Finans Merkezi’nin binaları Leed Gold sertifikasına koşuyor
2016 yılında bitirilmesi planlanan ve hepsi çevre dostu özelliklerle inşa edilmekte olan İstanbul Finans Merkezi’ndeki binalar, çevreci özelliklerini Leed Gold (altın) sertifikasıyla tescillemek üzere harekete geçti. Bu özel projelere Altensis danışmanlık veriyor
İstanbul'da 2016'da bitirilmesi hedeflenen Uluslararası Finans Merkezi projesinde hayata geçirilecek tüm inşaatlar çevre dostu olacak. İFM projesi için hazırlanan master plan ve mühendislik raporunda, bölgede inşaat yapacak yatırımcıların en az LEED Gümüş Sertifikası elde etmesi zorunlu hale getirildi. Ancak bölgedeki tüm projeler, Altensis firmasının danışmanlığında çıtayı yükselterek LEED Gold sertifikası almak üzere hazırlıklarını yapıyor. 2008 yılında kurulan ve sürdürülebilirlik yönetimi konusunda danışmanlık veren Altensis, İFM'deki tasarımı ve inşaatı devam eden tüm projelerde yeşil bina danışmanlığı yapıyor. Altensis Kurucu Ortağı Emre Ilıcalı “Projelerde mühendislik ve mimarlık firmaları ile birlikte yeşil bina ve tasarım sürecini yönetiyoruz. Halihazırda Ziraat Bankası, Halk GYO, Vakıfbank, Ağaoğlu ve TAO Gayrimenkul'e ait IFM projelerinedanışmanlık ve mühendislik hizmetleri veriyoruz. Bu projelerin her birinin ortalama maliyeti 350-400 milyon USD seviyesinde olduğu düşünülürse, Altensis olarak sadece İFM'de 2 milyar USD'lik proje portföyünün yeşil bina danışmanlığını ve LEED sertifika süreci yönetimini üstlenmiş bulunuyoruz” dedi.
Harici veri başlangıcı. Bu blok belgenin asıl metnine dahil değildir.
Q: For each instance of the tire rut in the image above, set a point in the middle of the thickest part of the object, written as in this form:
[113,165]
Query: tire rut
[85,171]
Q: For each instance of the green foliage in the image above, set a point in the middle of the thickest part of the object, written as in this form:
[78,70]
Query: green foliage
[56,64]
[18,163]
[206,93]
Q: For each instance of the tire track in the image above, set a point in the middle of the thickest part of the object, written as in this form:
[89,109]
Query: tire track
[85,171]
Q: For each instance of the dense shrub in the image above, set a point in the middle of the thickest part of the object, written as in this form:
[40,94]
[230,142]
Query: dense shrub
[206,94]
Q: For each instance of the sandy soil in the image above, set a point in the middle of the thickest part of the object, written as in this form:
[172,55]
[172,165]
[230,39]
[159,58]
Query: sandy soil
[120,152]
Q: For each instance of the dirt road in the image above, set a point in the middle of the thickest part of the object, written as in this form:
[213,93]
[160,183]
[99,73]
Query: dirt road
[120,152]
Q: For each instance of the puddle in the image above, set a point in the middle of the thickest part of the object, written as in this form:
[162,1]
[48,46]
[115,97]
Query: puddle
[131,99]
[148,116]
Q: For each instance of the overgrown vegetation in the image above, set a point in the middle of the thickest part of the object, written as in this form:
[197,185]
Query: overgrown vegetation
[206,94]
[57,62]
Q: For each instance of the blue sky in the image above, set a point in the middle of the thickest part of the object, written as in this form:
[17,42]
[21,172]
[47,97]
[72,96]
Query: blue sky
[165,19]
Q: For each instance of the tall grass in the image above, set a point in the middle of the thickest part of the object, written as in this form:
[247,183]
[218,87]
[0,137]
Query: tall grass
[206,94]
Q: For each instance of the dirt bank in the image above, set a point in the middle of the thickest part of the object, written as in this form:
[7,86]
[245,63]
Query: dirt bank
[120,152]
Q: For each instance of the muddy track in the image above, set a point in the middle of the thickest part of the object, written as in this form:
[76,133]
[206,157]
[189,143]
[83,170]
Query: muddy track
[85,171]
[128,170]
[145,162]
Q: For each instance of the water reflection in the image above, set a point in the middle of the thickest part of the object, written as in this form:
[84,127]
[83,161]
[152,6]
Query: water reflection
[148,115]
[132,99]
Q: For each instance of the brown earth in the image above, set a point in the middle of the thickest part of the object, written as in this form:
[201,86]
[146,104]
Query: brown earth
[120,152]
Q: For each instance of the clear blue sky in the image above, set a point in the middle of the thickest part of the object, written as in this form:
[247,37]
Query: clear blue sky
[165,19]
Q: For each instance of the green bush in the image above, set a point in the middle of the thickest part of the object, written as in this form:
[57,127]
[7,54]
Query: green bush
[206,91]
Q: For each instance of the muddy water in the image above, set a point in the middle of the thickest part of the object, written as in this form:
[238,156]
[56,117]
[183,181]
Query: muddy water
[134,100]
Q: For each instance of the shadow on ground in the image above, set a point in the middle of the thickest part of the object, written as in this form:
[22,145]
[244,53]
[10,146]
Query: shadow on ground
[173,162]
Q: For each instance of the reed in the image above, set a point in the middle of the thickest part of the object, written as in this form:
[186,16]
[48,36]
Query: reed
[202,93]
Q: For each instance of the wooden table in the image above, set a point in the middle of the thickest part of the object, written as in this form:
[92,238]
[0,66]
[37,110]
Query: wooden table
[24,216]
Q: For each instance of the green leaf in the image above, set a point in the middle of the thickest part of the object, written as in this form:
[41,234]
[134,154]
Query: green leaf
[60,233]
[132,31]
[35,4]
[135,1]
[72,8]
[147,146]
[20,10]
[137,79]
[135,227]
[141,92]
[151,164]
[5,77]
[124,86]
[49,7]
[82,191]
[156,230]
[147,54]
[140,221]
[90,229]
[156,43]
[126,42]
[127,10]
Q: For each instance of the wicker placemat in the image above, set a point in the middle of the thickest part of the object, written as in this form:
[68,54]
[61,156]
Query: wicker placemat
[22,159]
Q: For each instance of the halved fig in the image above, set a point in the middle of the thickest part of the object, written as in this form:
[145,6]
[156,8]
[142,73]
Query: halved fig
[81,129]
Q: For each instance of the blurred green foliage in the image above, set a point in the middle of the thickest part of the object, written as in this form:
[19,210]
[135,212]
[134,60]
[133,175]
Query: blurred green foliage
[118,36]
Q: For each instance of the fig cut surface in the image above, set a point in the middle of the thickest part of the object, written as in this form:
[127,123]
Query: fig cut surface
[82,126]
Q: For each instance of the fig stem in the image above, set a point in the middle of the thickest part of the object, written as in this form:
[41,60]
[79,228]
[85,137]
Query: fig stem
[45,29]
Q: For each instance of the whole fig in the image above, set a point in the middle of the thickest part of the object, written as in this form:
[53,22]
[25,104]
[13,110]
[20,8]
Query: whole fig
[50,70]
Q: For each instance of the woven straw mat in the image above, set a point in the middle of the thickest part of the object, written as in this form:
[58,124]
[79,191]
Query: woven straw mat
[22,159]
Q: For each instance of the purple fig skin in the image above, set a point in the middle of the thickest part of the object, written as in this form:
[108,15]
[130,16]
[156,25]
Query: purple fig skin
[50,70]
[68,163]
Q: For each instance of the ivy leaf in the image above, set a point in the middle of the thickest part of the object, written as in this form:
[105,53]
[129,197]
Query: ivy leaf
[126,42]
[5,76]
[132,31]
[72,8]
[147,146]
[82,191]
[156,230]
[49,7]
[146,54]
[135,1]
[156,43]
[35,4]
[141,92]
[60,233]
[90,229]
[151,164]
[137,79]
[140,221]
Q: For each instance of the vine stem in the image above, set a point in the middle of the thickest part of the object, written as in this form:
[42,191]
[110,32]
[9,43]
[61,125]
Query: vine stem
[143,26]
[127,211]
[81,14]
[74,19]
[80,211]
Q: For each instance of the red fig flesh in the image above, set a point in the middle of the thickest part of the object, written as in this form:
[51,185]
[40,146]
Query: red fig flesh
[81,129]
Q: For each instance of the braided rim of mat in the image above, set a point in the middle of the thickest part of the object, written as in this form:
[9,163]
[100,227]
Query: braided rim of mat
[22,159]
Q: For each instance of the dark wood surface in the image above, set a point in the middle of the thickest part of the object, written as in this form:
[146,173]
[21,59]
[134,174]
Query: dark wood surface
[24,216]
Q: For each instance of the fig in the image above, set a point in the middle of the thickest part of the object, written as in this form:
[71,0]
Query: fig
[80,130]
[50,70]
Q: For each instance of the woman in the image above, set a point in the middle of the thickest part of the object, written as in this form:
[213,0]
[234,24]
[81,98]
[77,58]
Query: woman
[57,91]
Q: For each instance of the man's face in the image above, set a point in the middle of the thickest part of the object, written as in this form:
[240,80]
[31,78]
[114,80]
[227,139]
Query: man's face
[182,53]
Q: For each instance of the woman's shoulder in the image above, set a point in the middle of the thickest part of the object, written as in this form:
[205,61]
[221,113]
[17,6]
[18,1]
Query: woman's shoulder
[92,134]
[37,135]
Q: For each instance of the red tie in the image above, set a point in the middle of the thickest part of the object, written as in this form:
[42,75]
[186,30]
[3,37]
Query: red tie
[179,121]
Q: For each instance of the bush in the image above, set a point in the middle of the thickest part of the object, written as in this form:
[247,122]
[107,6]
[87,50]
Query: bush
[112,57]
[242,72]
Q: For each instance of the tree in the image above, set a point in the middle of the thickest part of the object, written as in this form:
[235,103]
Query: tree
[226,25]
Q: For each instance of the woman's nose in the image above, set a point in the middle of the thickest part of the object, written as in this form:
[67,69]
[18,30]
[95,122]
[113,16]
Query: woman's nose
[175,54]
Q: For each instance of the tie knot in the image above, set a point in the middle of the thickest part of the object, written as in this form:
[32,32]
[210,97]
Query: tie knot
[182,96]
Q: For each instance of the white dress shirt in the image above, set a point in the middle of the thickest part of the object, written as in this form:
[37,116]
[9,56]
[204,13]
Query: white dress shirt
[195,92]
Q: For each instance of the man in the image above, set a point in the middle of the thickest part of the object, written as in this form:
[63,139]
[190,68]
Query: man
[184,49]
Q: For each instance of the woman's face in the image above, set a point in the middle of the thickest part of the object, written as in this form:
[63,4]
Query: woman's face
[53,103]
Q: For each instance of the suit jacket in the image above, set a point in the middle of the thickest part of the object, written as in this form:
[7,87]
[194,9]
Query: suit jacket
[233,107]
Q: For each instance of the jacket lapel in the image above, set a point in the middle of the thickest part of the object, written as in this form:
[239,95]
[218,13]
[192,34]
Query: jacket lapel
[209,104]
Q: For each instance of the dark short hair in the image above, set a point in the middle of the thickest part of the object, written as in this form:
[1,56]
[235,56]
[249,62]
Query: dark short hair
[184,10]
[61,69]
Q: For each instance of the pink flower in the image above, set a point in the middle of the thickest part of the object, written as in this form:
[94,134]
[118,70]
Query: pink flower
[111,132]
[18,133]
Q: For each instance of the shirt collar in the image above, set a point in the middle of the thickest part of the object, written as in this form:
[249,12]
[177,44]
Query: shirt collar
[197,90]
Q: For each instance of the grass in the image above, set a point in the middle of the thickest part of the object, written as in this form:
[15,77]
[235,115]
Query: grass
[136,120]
Master planlanlarında belirtilen en az %1'lik yenilenebilir enerji hedefine istinaden İstanbul Finans Merkezi projesi tamamlandığında yaklaşık olarak toplam 2.000 kW kurulu gücünde yenilenebilir enerji kapasitesine sahip olacak. Bu anlamda, yenilenebilir enerjiyi ve enerji verimliliğini önceliklendiren şekilde tasarlanan İstanbul Finans Merkezi projesi sonuçlandığında en az % 30 oranında enerji ve su verimliliği sağlayacak. Ilıcalı; merkezin inşaatı süresince yenilenebilir enerji kaynaklarının kullanımı, gri su ve yağmur sularının toplanarak yeniden değerlendirilmesi, yeşil alanların arttırılması, yerel ve adapte olmuş az su tüketen bitki seçimleri, geçirgen sert zemin kaplamaları kullanılması, inşaat kirliliğinin önlenmesi için gerekli önlemlerin alınması, atıkların geri kazanımı, sürdürülebilir malzeme kullanımı, uluslararası standartlara uygun havalandırma sistemlerinin tesisi, günışığından faydalanmagibi kaynak verimliliği ve insan sağlığına yönelik çevre dostu stratejilerin kullanılacağını belirtti.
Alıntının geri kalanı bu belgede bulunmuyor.